Le 9 mars, les audiences du procès du crash du vol MH17 ont commencé. Que s’est-il passé depuis lors sur le front de la désinformation ? On observe quelques tendances notables, et un retour d’Alexander Malkevich.

Le journal néerlandais NRC a récemment rapporté que la veille du début du procès du vol MH17, une conférence avait été organisée à Amsterdam sous l’intitulé: «MH17, en quête de justice».

Parmi les intervenants figurait Alexander Malkevich (bien qu’il ne soit pas nommé dans la vidéo réalisée par les organisateurs).

Alexander Malkevich est considéré comme persona non grata aux États-Unis depuis qu’il a été sanctionné par le Trésor américain en 2018, au titre de son implication dans la diffusion de propagande électorale via le site Internet en langue anglaise «USA Really», une opération montée par l’usine de trolls de Evgueni Prigojine. Suite à cela, Alexander Malkevich a transféré ses activités en Libye.

Né à Saint-Pétersbourg en 1975, Alexander Malkevich est actuellement président de la Fondation pour la protection des valeurs nationales et de la Commission de la Chambre civique de la Fédération de Russie sur les médias.

La conférence a été organisée par «de andere krant», un journal imprimé distribué gratuitement aux ménages néerlandais.

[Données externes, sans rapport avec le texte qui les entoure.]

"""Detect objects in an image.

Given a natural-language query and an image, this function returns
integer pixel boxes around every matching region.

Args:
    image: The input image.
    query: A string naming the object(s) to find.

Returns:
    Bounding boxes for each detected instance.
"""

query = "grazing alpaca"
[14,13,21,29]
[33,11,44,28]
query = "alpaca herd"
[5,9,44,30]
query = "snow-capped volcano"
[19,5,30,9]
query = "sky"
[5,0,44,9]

Avant cela, Alexander Malkevich avait déjà rédigé un article (p. 5, en néerlandais) pour ce journal, dans lequel il affirmait que l’enquête sur le vol MH17 était motivée par une «folie antirusse».

À quel niveau les activités de Alexander Malkevich sont-elles comparables à ce que nous avons pu observer au sujet du vol MH17 depuis le début du procès ?

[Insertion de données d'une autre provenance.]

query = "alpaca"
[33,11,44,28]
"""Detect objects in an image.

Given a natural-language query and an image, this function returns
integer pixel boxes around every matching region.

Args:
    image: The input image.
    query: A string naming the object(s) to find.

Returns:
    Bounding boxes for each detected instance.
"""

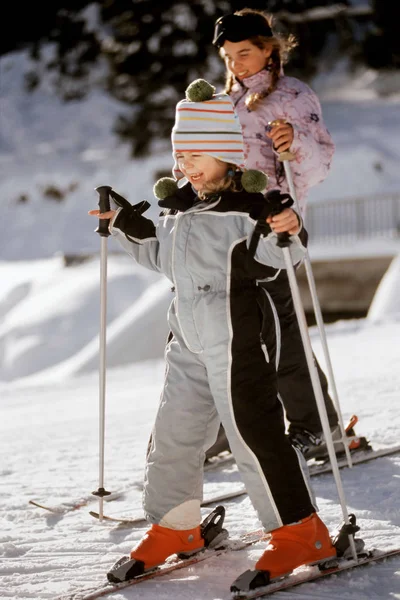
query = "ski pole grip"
[268,119,296,162]
[95,185,112,237]
[276,231,292,248]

Alors que la date de début de la procédure pénale portant sur le crash du vol MH17, fixée au 9 mars 2020, approchait, la méthode des «récits préfaçonnés» est ressortie sur le devant de la scène. Quelques semaines avant le procès, de nombreux médias pro-Kremlin avaient publié des informations sensationnalistes se référant à une «nouvelle fuite de documents» prouvant, prétendument, l’absence de systèmes de missiles BOUK dans la zone du crash. Le porte-parole du Kremlin s’est appuyé sur cette information pour déclarer que la «Russie avait raison» et pour accuser les enquêteurs internationaux de préjugé vis-à-vis de cette dernière.

Ces conclusions sensationnalistes ont été quasi immédiatement démenties par des journalistes russes indépendants travaillant pour The Insider et Meduza, qui ont simplement qualifié les révélations pro-Kremlin de «foutaises».

Que s’est-il donc passé depuis le 9 mars ?

Dans notre base de données, nous constatons une augmentation du nombre de messages de désinformation enregistrés aux environs de la date de début du procès. On compte en effet pas moins de 24 cas autour du 9 mars. Ensuite, ce nombre diminue légèrement en avril et en mai, avec respectivement six et sept cas par mois. En juin et juillet, on note toutefois un nouveau pic, avec respectivement 17 et 18 cas. Puis une nouvelle baisse en août et en septembre (un cas par mois).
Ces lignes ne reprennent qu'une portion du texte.